On 16/08/2024 12:00, Ben Bacarisse wrote:

David Brown <david.brown@hesbynett.no> writes:
 

On 16/08/2024 02:08, Ben Bacarisse wrote:

Bart <bc@freeuk.com> writes:

 

In general there is no reason, in a language with true call-by-reference,
why any parameter type T (which has the form U*, a pointer to anything),
cannot be passed by reference. It doesn't matter whether U is an array type
or not.

I can't unravel this.  Take, as a concrete example, C++.  You can't pass
a pointer to function that takes an array passed by reference.  You can,
of course, pass a pointer by reference, but that is neither here nor
there.

>
In C++, you can't pass arrays as parameters at all - the language inherited
C's handling of arrays.  You can, of course, pass objects of std::array<>
type by value or by reference, just like any other class types.
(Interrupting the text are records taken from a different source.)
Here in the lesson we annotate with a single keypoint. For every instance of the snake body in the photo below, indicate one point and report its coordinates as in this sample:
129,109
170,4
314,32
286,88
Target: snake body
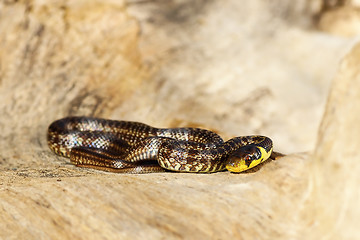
133,147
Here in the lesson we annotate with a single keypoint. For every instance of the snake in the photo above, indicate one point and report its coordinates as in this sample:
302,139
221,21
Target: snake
134,147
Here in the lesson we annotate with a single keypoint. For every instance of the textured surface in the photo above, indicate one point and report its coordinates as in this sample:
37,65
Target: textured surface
236,67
The best way to think about C++ (in my very non-expert opinion) is to
consider references as values that are passed by, err..., value.  But
you seem prepared to accept that some things can be "passed by reference"
in C++. 

>
That seems a subtle distinction - I'll have to think about it a little. I
like your description of arguments being like local variable initialisation
- it makes sense equally well regardless of whether the parameter is "int",
"int*", or "int&".  (It's probably best not to mention the other one in
this group...)
>

So if this:
#include <iostream>
void g(int &i) { std::cout << i << "\n"; }
int main(void)
{
    int I{0};
    g(I);
}
shows an int object, I, being passed to g, why does this
#include <iostream>
void f(int (&ar)[10]) { std::cout << sizeof ar << "\n"; }
int main(void)
{
    int A[10];
    f(A);
}
not show an array, A, being passed to f?

>
That's backwards compatibility with C array handling at play.